Descartes se queda, entonces, con la única certidumbre: a saber, la evidencia de su propia duda. Es de su duda de la única "información" de la que no puede dudar.
Uno puede decir: "Bueno, en realidad, yo creo que dudo pero en realidad no dudo: hay un genio maligno que me hace creer que dudo, cuando en verdad no dudo. Pero advirtamos que si yo "creo" que dudo, entonces, "pienso" que dudo (porque creer es una forma de pensar); entonces: yo pienso que dudo. Si no pensara que dudo (sino que el genio maligno me hace pensar que pienso que dudo), no obstante, lo cierto es que me hace pensar, y en consecuencia, PIENSO. Sea como sea, cuando pienso, pienso.
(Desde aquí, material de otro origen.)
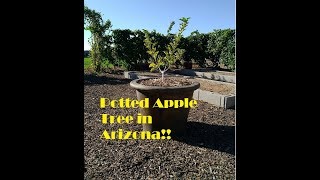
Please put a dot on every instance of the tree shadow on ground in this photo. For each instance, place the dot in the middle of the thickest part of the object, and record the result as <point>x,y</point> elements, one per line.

Allí ya no hay forma de equivocarse; si él me hace creer que pienso, entonces pienso que pienso, y cuando pienso que pienso: PIENSO. Y puedo seguir para atrás la cadena todo lo que quiera y siempre voy a tener la certidumbre de que cuando estoy pensando que pienso, estoy pensando. Entonces allí sí se encuentra algo que supera toda duda.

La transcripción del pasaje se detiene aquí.